Kann dieses Erleben jemals der Online-Buchhandel oder das Downloaden von Texten vermitteln?

Einen Buchladen zu betreten, zwischen den Regalen herumzustöbern, das ein oder andere Buch fast liebevoll zur Hand nehmen. Es fühlen. Der fast intime Moment, wenn man es aufschlägt, den Duft frischen Papiers und Druckerschwärze inhaliert – Warnhinweis – Das Konsumieren eines Printwerkes kann zu erheblichen gesundheitlichen Schäden führen – In ihm blättern und vielleicht ein paar Passagen lesen. Es zurückstellen ins Regal oder zur Kasse gehen, es schließlich nach Hause tragen und in musevollen Stunden in ihm versinken.
Dies und vieles mehr, das mir das Medium „Buch“ vermittelt, werde ich mir nie nehmen lassen. Daher kann mir nie eine andere Darbietungsform diese für mich wichtigste Erfindung der Menschheit, den Buchdruck, ersetzen.

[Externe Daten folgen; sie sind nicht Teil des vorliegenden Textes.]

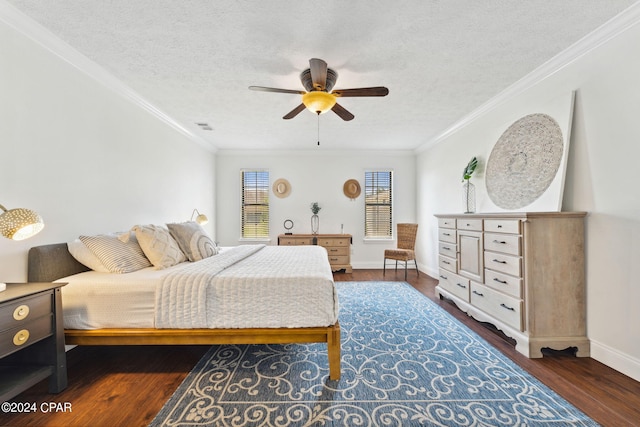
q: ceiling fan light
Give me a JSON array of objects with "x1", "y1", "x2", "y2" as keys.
[{"x1": 302, "y1": 91, "x2": 336, "y2": 114}]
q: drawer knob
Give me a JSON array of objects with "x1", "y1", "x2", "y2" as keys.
[
  {"x1": 13, "y1": 304, "x2": 29, "y2": 320},
  {"x1": 13, "y1": 329, "x2": 29, "y2": 346},
  {"x1": 500, "y1": 303, "x2": 516, "y2": 311}
]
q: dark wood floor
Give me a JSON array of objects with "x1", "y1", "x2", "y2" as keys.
[{"x1": 0, "y1": 270, "x2": 640, "y2": 427}]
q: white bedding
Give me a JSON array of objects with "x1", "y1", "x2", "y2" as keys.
[{"x1": 59, "y1": 245, "x2": 338, "y2": 329}]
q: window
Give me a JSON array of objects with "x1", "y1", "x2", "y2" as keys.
[
  {"x1": 364, "y1": 170, "x2": 393, "y2": 239},
  {"x1": 242, "y1": 170, "x2": 269, "y2": 239}
]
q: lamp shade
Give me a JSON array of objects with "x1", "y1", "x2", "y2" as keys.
[
  {"x1": 0, "y1": 205, "x2": 44, "y2": 240},
  {"x1": 302, "y1": 91, "x2": 336, "y2": 114},
  {"x1": 191, "y1": 209, "x2": 209, "y2": 225}
]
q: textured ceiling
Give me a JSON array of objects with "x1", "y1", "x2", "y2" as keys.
[{"x1": 6, "y1": 0, "x2": 635, "y2": 150}]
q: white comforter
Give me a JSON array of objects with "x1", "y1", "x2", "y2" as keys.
[
  {"x1": 60, "y1": 245, "x2": 338, "y2": 329},
  {"x1": 155, "y1": 245, "x2": 337, "y2": 328}
]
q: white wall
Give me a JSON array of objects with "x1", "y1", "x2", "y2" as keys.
[
  {"x1": 0, "y1": 9, "x2": 215, "y2": 282},
  {"x1": 216, "y1": 150, "x2": 416, "y2": 268},
  {"x1": 416, "y1": 7, "x2": 640, "y2": 380}
]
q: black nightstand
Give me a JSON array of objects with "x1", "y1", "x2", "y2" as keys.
[{"x1": 0, "y1": 283, "x2": 67, "y2": 402}]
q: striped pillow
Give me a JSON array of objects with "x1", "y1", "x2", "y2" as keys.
[
  {"x1": 132, "y1": 224, "x2": 187, "y2": 270},
  {"x1": 80, "y1": 232, "x2": 151, "y2": 273},
  {"x1": 167, "y1": 221, "x2": 218, "y2": 262}
]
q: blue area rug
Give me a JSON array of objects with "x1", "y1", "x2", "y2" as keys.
[{"x1": 151, "y1": 282, "x2": 597, "y2": 427}]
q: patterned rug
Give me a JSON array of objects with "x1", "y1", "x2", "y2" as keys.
[{"x1": 151, "y1": 282, "x2": 597, "y2": 427}]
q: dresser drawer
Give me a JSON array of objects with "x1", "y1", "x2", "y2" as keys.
[
  {"x1": 484, "y1": 219, "x2": 520, "y2": 234},
  {"x1": 318, "y1": 237, "x2": 351, "y2": 247},
  {"x1": 438, "y1": 255, "x2": 458, "y2": 273},
  {"x1": 484, "y1": 233, "x2": 522, "y2": 255},
  {"x1": 438, "y1": 218, "x2": 456, "y2": 228},
  {"x1": 329, "y1": 255, "x2": 349, "y2": 265},
  {"x1": 0, "y1": 292, "x2": 53, "y2": 331},
  {"x1": 484, "y1": 269, "x2": 522, "y2": 298},
  {"x1": 438, "y1": 242, "x2": 457, "y2": 258},
  {"x1": 484, "y1": 251, "x2": 522, "y2": 277},
  {"x1": 0, "y1": 315, "x2": 53, "y2": 358},
  {"x1": 438, "y1": 228, "x2": 457, "y2": 243},
  {"x1": 325, "y1": 246, "x2": 349, "y2": 256},
  {"x1": 457, "y1": 219, "x2": 482, "y2": 231},
  {"x1": 471, "y1": 283, "x2": 523, "y2": 331},
  {"x1": 278, "y1": 237, "x2": 313, "y2": 246},
  {"x1": 438, "y1": 269, "x2": 470, "y2": 302}
]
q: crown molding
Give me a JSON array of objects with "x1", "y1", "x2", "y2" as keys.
[
  {"x1": 414, "y1": 2, "x2": 640, "y2": 154},
  {"x1": 0, "y1": 0, "x2": 217, "y2": 153}
]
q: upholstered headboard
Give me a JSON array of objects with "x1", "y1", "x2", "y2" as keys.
[{"x1": 28, "y1": 243, "x2": 89, "y2": 282}]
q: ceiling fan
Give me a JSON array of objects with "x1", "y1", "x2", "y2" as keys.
[{"x1": 249, "y1": 58, "x2": 389, "y2": 121}]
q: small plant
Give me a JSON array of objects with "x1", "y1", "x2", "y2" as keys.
[
  {"x1": 462, "y1": 157, "x2": 478, "y2": 181},
  {"x1": 311, "y1": 202, "x2": 322, "y2": 215}
]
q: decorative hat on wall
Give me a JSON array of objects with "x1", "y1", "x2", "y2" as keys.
[
  {"x1": 0, "y1": 205, "x2": 44, "y2": 240},
  {"x1": 272, "y1": 178, "x2": 291, "y2": 199},
  {"x1": 342, "y1": 179, "x2": 360, "y2": 200}
]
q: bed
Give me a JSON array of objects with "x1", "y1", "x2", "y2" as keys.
[{"x1": 28, "y1": 243, "x2": 340, "y2": 380}]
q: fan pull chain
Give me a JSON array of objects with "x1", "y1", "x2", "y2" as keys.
[{"x1": 318, "y1": 111, "x2": 320, "y2": 147}]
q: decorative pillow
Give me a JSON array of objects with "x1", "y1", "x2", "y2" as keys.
[
  {"x1": 132, "y1": 224, "x2": 187, "y2": 270},
  {"x1": 167, "y1": 221, "x2": 218, "y2": 261},
  {"x1": 67, "y1": 239, "x2": 109, "y2": 273},
  {"x1": 80, "y1": 232, "x2": 151, "y2": 273}
]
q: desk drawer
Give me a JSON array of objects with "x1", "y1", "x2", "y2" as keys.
[
  {"x1": 438, "y1": 269, "x2": 470, "y2": 302},
  {"x1": 438, "y1": 228, "x2": 457, "y2": 243},
  {"x1": 0, "y1": 292, "x2": 53, "y2": 331},
  {"x1": 438, "y1": 218, "x2": 456, "y2": 228},
  {"x1": 438, "y1": 242, "x2": 457, "y2": 258},
  {"x1": 458, "y1": 219, "x2": 482, "y2": 231},
  {"x1": 484, "y1": 252, "x2": 522, "y2": 277},
  {"x1": 471, "y1": 283, "x2": 522, "y2": 331},
  {"x1": 484, "y1": 219, "x2": 520, "y2": 234},
  {"x1": 318, "y1": 237, "x2": 351, "y2": 247},
  {"x1": 484, "y1": 233, "x2": 522, "y2": 255},
  {"x1": 329, "y1": 255, "x2": 349, "y2": 265},
  {"x1": 438, "y1": 255, "x2": 458, "y2": 273},
  {"x1": 278, "y1": 237, "x2": 313, "y2": 246},
  {"x1": 0, "y1": 315, "x2": 53, "y2": 358},
  {"x1": 325, "y1": 246, "x2": 349, "y2": 256}
]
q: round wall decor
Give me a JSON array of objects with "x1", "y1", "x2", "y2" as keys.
[
  {"x1": 271, "y1": 178, "x2": 291, "y2": 199},
  {"x1": 485, "y1": 114, "x2": 564, "y2": 209},
  {"x1": 342, "y1": 179, "x2": 361, "y2": 200}
]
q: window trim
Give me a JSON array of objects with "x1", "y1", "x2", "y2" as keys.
[
  {"x1": 239, "y1": 168, "x2": 271, "y2": 242},
  {"x1": 363, "y1": 168, "x2": 395, "y2": 242}
]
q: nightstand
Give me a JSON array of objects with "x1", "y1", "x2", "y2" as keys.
[
  {"x1": 0, "y1": 283, "x2": 67, "y2": 402},
  {"x1": 278, "y1": 234, "x2": 352, "y2": 273}
]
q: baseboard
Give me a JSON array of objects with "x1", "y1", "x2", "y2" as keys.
[{"x1": 591, "y1": 340, "x2": 640, "y2": 381}]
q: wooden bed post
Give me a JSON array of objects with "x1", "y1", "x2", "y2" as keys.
[{"x1": 327, "y1": 322, "x2": 341, "y2": 381}]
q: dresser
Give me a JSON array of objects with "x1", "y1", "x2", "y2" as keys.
[
  {"x1": 0, "y1": 283, "x2": 67, "y2": 402},
  {"x1": 278, "y1": 234, "x2": 352, "y2": 273},
  {"x1": 436, "y1": 212, "x2": 590, "y2": 358}
]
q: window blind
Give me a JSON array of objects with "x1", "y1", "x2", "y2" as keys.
[
  {"x1": 242, "y1": 170, "x2": 269, "y2": 239},
  {"x1": 364, "y1": 170, "x2": 393, "y2": 238}
]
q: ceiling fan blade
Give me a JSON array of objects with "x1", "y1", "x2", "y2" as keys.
[
  {"x1": 249, "y1": 86, "x2": 306, "y2": 95},
  {"x1": 331, "y1": 86, "x2": 389, "y2": 98},
  {"x1": 331, "y1": 103, "x2": 355, "y2": 122},
  {"x1": 283, "y1": 104, "x2": 307, "y2": 120},
  {"x1": 309, "y1": 58, "x2": 327, "y2": 90}
]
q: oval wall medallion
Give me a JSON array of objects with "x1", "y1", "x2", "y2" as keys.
[
  {"x1": 485, "y1": 114, "x2": 564, "y2": 209},
  {"x1": 271, "y1": 178, "x2": 291, "y2": 199}
]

Ich möchte noch mal ergänzen:
Ich stelle mich gewiss nicht gegen technische Entwicklungen. Friste kein zurückgezogenenes Einsiedlerdasein in der Welt technischer Neuheiten. Was ich hingegen anklage, ist der Verlust des differenzierten Denkens. Der Entmündigung, der wir uns unterwerfen, ohne es zu merken. Was wir brauchen, entscheiden nicht mehr wir. Was uns ein schöneres, interessanteres und facettenreicheres Leben bereiten soll, ist nichts als Kommerz und das gezielte in Ketten des Konsumterrors schlagen. Das wichtigste Gut des Menschen jedoch ist der Verstand. Die größte Freiheit ist die des freien Denkens. Und die ist in Gefahr.